Vastly more may be said about the transcendence of the individual and collective levels of experience and identity by the philosophy of unity, and I intend to explore it with you in the times ahead. This essay is only one perspective on that evolution in which humanity is engaged and actively participating, whether each person knows it or not. At the collective and individual levels, even within the individualÕs many psychological layers of thought and self, the choice to act from a concept of unity or separation is presented in each and every moment.

This is why we here at Bring4th see our mission as anything but naive - to us, every visitor is a potential turning point in the story of the world. There is an historical force bigger than any of us shaping events in our lives, but each of us must choose to consciously participate in its manifestation. It starts within you. Only you can know what must be done - but you must first come to peace with which philosophical identity you wish to express. Subsequently, the decision on whether and how to participate can then occur within that context.

Without that philosophical basis, you will never realize your interests and the world's interests as one, and consequently your actions will continue to exist out of sync with the emergent collective. This sense of collectivism has been exploited by the philosophy of separation many times before, and it can happen again unless each individual takes responsibility for the self in a meaningful and comprehensive manner.

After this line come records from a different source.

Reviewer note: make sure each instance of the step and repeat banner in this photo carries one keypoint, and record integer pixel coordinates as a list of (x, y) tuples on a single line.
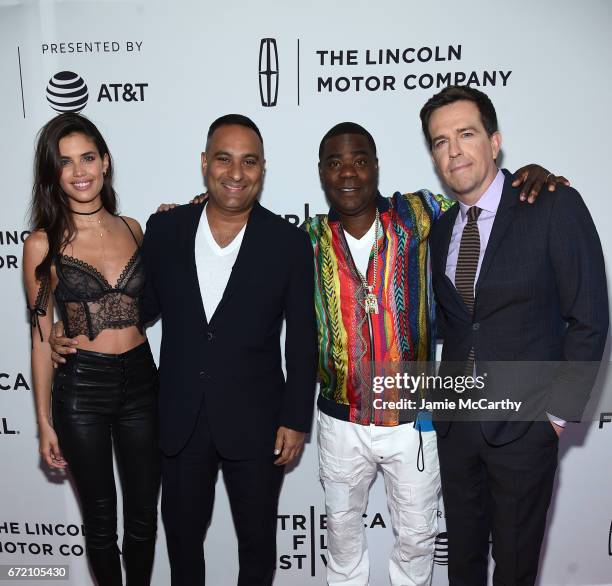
[(154, 74)]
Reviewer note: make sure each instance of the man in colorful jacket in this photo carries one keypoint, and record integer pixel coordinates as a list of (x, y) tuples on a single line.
[(375, 316)]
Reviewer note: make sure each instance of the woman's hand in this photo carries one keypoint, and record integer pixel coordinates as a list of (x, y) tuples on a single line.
[(49, 446)]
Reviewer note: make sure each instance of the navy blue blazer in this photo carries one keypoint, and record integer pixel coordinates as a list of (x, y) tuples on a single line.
[(230, 365), (541, 296)]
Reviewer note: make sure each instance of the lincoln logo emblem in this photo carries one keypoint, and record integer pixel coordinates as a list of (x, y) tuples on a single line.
[(268, 72)]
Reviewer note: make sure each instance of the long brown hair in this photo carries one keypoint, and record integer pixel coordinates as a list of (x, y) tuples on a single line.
[(49, 210)]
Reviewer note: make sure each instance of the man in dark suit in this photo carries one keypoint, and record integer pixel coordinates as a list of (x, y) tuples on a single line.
[(513, 283), (223, 275)]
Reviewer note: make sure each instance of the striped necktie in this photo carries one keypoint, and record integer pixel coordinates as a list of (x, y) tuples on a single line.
[(465, 274), (467, 261)]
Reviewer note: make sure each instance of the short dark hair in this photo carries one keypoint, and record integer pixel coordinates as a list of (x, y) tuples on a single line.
[(233, 119), (346, 128), (455, 93)]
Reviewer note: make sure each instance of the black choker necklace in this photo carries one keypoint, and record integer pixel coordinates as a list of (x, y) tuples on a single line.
[(87, 213)]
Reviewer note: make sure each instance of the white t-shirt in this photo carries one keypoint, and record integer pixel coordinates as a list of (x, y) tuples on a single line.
[(361, 247), (214, 264)]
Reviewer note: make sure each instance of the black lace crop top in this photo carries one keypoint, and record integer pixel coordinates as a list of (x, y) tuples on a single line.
[(87, 302)]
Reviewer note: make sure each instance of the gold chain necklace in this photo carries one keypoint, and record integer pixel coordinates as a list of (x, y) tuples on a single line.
[(371, 302)]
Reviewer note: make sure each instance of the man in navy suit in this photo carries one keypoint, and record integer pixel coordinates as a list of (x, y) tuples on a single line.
[(224, 274), (513, 283)]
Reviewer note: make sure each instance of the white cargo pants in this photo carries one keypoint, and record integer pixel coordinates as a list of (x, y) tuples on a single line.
[(349, 455)]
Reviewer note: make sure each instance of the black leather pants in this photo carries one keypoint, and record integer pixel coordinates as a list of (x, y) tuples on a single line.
[(101, 401)]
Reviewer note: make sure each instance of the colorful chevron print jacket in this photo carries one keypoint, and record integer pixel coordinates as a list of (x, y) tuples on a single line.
[(352, 342)]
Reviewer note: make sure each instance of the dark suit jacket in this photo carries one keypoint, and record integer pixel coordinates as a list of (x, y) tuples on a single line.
[(233, 362), (540, 298)]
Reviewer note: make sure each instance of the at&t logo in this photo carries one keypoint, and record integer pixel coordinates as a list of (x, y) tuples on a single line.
[(67, 92)]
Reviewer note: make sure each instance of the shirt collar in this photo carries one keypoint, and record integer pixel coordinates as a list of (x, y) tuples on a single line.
[(490, 199), (382, 203)]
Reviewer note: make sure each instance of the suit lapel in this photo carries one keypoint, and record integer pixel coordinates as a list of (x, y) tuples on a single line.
[(191, 270), (503, 219), (247, 256)]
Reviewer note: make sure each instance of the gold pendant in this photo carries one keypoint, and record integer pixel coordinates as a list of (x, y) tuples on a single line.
[(371, 303)]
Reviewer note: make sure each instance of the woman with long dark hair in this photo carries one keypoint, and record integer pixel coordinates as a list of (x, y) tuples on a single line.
[(85, 259)]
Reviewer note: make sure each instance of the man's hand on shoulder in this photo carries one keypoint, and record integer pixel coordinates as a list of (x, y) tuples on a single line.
[(288, 445), (533, 178), (165, 207)]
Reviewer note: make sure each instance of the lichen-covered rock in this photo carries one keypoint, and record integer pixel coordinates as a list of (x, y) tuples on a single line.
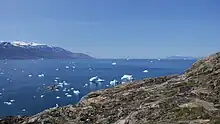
[(191, 98)]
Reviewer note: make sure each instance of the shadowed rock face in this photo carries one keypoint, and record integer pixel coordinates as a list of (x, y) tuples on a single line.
[(191, 98)]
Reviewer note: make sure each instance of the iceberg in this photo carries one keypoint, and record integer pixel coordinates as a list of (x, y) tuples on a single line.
[(113, 82), (145, 71), (127, 77), (76, 92), (93, 78)]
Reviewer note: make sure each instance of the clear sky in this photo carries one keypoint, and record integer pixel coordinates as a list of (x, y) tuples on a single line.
[(116, 28)]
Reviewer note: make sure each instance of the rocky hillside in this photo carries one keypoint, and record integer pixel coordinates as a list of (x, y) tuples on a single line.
[(191, 98)]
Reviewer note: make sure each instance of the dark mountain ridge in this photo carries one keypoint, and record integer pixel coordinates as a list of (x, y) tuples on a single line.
[(23, 50)]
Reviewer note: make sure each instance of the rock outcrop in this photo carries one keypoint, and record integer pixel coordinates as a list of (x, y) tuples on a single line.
[(191, 98)]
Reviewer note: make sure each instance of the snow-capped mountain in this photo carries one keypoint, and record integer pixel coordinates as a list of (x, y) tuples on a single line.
[(31, 50)]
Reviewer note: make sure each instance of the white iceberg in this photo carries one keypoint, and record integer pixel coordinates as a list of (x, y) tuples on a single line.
[(41, 75), (113, 82), (76, 92), (7, 103), (100, 80), (68, 95), (93, 78), (127, 77), (114, 63)]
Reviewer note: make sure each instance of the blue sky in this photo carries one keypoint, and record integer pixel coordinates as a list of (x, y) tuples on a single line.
[(116, 28)]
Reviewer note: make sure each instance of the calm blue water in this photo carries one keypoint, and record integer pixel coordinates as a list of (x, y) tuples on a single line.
[(15, 83)]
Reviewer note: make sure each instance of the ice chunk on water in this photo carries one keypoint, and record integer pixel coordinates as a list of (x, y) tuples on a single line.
[(93, 78), (68, 95), (76, 92), (127, 77), (7, 103), (100, 80), (114, 63), (85, 85), (41, 75), (113, 82), (57, 105)]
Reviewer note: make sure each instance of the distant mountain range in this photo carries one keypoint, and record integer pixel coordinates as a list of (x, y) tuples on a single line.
[(181, 58), (25, 50)]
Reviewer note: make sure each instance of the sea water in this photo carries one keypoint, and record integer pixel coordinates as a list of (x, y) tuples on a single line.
[(23, 82)]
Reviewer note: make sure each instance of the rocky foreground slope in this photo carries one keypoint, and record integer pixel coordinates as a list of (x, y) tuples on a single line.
[(191, 98)]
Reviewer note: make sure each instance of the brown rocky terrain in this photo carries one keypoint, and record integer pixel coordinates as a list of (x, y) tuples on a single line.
[(191, 98)]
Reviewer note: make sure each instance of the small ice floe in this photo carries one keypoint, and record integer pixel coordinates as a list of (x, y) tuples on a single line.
[(127, 77), (114, 63), (100, 80), (57, 105), (68, 95), (76, 92), (113, 82), (60, 85), (41, 75), (64, 90), (93, 78), (85, 85), (145, 71), (65, 84), (7, 103)]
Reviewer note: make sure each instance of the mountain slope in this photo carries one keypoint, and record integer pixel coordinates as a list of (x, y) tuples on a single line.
[(23, 50), (190, 98)]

If the whole is really greater than the sum of its parts, it is only because each part is realized to be more than previously estimated. That is why each individual's personal journey though these issues is so vital. The evolution of our consciousness and identity, as individuals and as a planet, has always been occurring whether or not we were ready; but only the individual can latch on to this evolutionary momentum and start making his or her irreplaceable voice heard in the emergent collective. By assuming our authentic identities and letting them bring about the new order that is obviously at hand, the potential exists to leap forward, individually and as a planet, into a brand new and fundamentally advanced stage of experience.